The British Dental Association has issued a warning that NHS dentistry in Wales may be eliminated.
Dentists have stated that stress and worries about patient care following changes in Wales have brought them dangerously close to terminating their NHS contracts.
112,000 new patient appointments are anticipated as a result of Welsh government reforms.
It stated that it was "always disappointing" when a dentist's contract was returned and said it was spending £2 million a year to increase access to dentists in Wales.
A Senedd committee expressed concern earlier this month that too many people in Wales didn't have access to the NHS for dental care.
Wales' Chief Dental Officer Andrew Dickenson made the announcement in July 2022, stating that the shift from six-month to 12-month checkups would enable practices to accept up to 112,000 additional NHS patients each year.
The British Dental Association (BDA) claimed that the system had caused dentists to worry about the future of NHS practices, with many of them considering terminating their employment contracts in response to fine threats.
In a recent survey by the BDA of 250 high-street dentists in Wales, more than one-third said they would cut their NHS contract this year, while 13% said they would give their contract back entirely by March 2023.
The targets were impossible to meet, according to Russell Gidney, chairman of the BDA's Welsh General Committee, because many patients were already only seen once a year and because treating new patients could take much longer than treating existing patients, who primarily needed checkups.
He claimed that the service had reached its breaking point "about six weeks ago," and that it was "going to disappear" due to a backlog of patients from Covid.
The possibility of NHS dentistry ceasing to exist as we know it in a year, two years, or three months is very real, he warned.
Mr. Gidney predicted that many practices would leave the NHS when the new fiscal year started, and he accused the Welsh government of being unwilling to cooperate.

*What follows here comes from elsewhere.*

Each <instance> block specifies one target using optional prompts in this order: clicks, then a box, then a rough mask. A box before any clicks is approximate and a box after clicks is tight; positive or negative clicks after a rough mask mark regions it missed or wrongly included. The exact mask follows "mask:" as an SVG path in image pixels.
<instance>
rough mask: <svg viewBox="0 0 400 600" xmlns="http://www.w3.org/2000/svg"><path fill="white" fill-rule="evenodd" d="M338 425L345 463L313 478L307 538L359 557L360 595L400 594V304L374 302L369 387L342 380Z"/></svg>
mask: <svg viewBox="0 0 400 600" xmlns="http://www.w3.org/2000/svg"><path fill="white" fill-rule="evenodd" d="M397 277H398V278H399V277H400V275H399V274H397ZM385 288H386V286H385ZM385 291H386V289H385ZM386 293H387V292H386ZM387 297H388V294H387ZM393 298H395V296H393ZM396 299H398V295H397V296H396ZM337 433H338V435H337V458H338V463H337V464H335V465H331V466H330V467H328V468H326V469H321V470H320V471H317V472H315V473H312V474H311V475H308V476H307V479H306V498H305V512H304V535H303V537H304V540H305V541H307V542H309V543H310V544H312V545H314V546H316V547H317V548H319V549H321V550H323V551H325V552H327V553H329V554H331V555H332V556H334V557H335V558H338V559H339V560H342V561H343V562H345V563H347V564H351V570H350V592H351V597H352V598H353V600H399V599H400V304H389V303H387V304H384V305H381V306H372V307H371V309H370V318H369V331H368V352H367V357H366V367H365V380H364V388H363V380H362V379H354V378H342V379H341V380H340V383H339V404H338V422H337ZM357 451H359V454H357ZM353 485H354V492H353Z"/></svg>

In six weeks, when they are still dealing with the effects of this year, we fully anticipate a snowball effect of practices ceasing.
He continued, "Soul-sucking is probably the word I would use if you're trying to make that input and make that change and just getting ignored.
Dentist Lowri Leeke, who oversees the Hapus Dental practice in Merthyr Tydfil, claimed that the staff was under intense pressure as a result of the Covid-19 pandemic's backlogs and contract changes.
She claimed it was "stressful" to try to explain to people accustomed to bimonthly checkups that they would not be seen for a year, and she feared that health issues, such as gum disease and tooth decay, were going unnoticed for months due to less frequent routine appointments.
She stated, "We are personally observing a significant increase in potential oral cancer patients in my practice.
"We are always merely playing catch-up.
"Morale is at an all-time low; we are all extremely exhausted and stressed. " .
Dentists who had already returned their NHS contracts, according to Ms. Leeke, were among the numerous others, including herself, who were thinking about doing the same.
I'm a practice owner, and I constantly lose money on NHS patients, she claimed.
"I'm spending more time checking boxes and completing paperwork than I am treating patients because of the time and stress that administrative work is causing me. ".
Five members of Helen Briscoe's family are currently on the waiting list for an NHS dentist. Helen Briscoe, 51, relocated from Telford, Shropshire, to Llanidloes, Powys, in February 2022.
She must visit a dental hygienist every three months in order to maintain her teeth because she has hereditary gum disease.
She claims her gums have "deteriorated" since her last dental visit, which was a year ago.
She said, "I don't smile, I don't show my teeth at work, and I don't laugh because I know they've gotten worse over the year.".
Helen used to receive her care through the NHS, which she claimed made it affordable, but she was "worried" about how she would pay for private care.
She said, "You manage to save money, save for a vacation, and I'll be saving to have my teeth cleaned every three months.".
Although it is "always disappointing," according to the Welsh government, when a dentist reduces or terminates their NHS contract, "less than 20 out of over 400 contracts have been handed back this year [and] most have been re-procured or are in the process of being so," it said.
"We continue to work with the BDA to explore how the reform of the national dental contract can encourage dental practices to collaborate and best address the dental and oral health needs of their communities," it said.
"The £2 million yearly funding to improve access to NHS dentistry in Wales will enable health boards to fund dental services based on regional needs and problems.